Could not get the above solution to work, so here is another one:

import bpy
import mathutils

# calculates a vector (x, y, z) orthogonal to v
def getOrthogonal(v):

    x = 0
    y = 0
    z = 0

    if v[0] == 0: # x-axis is 0 => yz-plane

        x = 1
        y = 0
        z = 0

    else:

        if v[1] == 0: # y-axis is 0 => xz-plane

            x = 0
            y = 1
            z = 0

        else:

            if v[2] == 0: # z-axis is 0 => xy-plane

                x = 0
                y = 0
                z = 1

            else:

                # x*v0 + y*v1 + z*v2 = 0
                x = 1 / v[0]
                y = 1 / v[1]
                z = -((1/v[2]) * 2)

    return (x, y, z)

def drawNormal(origin, normal):

    b3 = mathutils.Vector(normal)

    # find orthogonal basis vectors
    b2 = mathutils.Vector(getOrthogonal(b3))
    b1 = b2.cross(b3)

    # normalize
    b1.normalize()
    b2.normalize()
    b3.normalize()

    # build transformation matrix
    basis = mathutils.Matrix()
    basis[0].xyz = b1
    basis[1].xyz = b2
    basis[2].xyz = b3
    basis.transpose()
    basis.translation = mathutils.Vector(origin)

    # draw an arrow from normal
    bpy.ops.object.add(type='EMPTY')
    arrow = bpy.context.object
    arrow.name = 'arrow'
    arrow.empty_draw_type = 'SINGLE_ARROW'
    arrow.matrix_basis = basis

# tests
# ----------------------------------------

# given origin and normal
origin = (0, 1, 0)
normal = (0, 1, 1)

drawNormal(origin, normal)

'''
# given head and tail
head = mathutils.Vector((0, 0, 1))
tail = mathutils.Vector((0, 2, 0))

origin = tail
normal = head - tail

drawNormal(origin, normal)
'''

Explanation

This draws normals as single arrows, so no stretching either.
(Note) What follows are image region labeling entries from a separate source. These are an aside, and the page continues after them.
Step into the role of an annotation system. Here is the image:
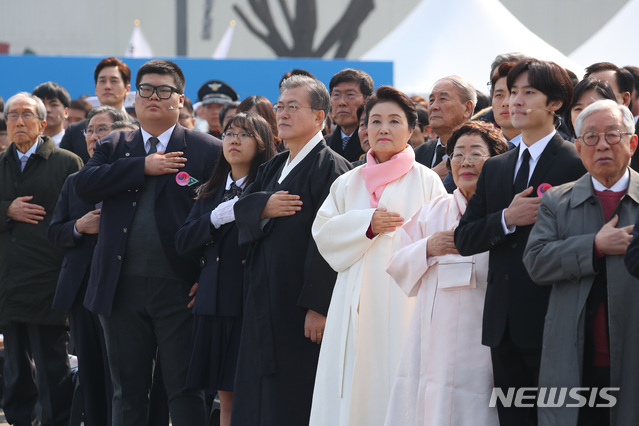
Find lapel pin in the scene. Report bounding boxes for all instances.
[537,183,552,197]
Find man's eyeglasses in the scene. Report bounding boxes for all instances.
[220,132,253,143]
[84,126,109,138]
[273,104,313,114]
[138,83,179,99]
[7,111,36,122]
[579,130,632,146]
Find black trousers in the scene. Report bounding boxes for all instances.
[2,322,73,426]
[100,277,206,426]
[68,286,113,426]
[490,327,541,426]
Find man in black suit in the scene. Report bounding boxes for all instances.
[455,58,585,426]
[327,68,374,163]
[76,60,221,425]
[49,106,129,426]
[60,57,131,164]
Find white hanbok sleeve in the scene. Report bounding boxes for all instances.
[386,202,436,297]
[311,175,375,272]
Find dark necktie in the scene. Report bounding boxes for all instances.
[433,144,446,166]
[513,149,530,194]
[20,155,29,172]
[222,182,242,202]
[146,137,160,155]
[342,136,351,150]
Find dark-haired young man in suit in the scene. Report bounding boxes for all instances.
[455,58,585,426]
[76,60,221,426]
[326,68,374,163]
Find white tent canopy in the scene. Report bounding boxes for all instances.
[570,0,639,67]
[362,0,583,94]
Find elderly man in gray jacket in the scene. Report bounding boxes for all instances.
[524,100,639,426]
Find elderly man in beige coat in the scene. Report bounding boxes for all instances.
[524,100,639,426]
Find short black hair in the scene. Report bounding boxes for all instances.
[135,59,184,95]
[93,56,131,86]
[506,58,573,116]
[446,121,508,170]
[328,68,375,99]
[31,81,71,108]
[564,77,617,137]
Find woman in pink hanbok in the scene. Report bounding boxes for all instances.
[386,122,508,426]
I use a transformation matrix, and the way i build it is using the normal vector as 1 of its basis vectors, then calculate 2 random vectors orthogonal to this. So in the end i have 3 basis vectors. The getOrthogonal() can surely be done better too, but enough for me. It is based on the dot-product equation and could be actually done with some math library, not sure.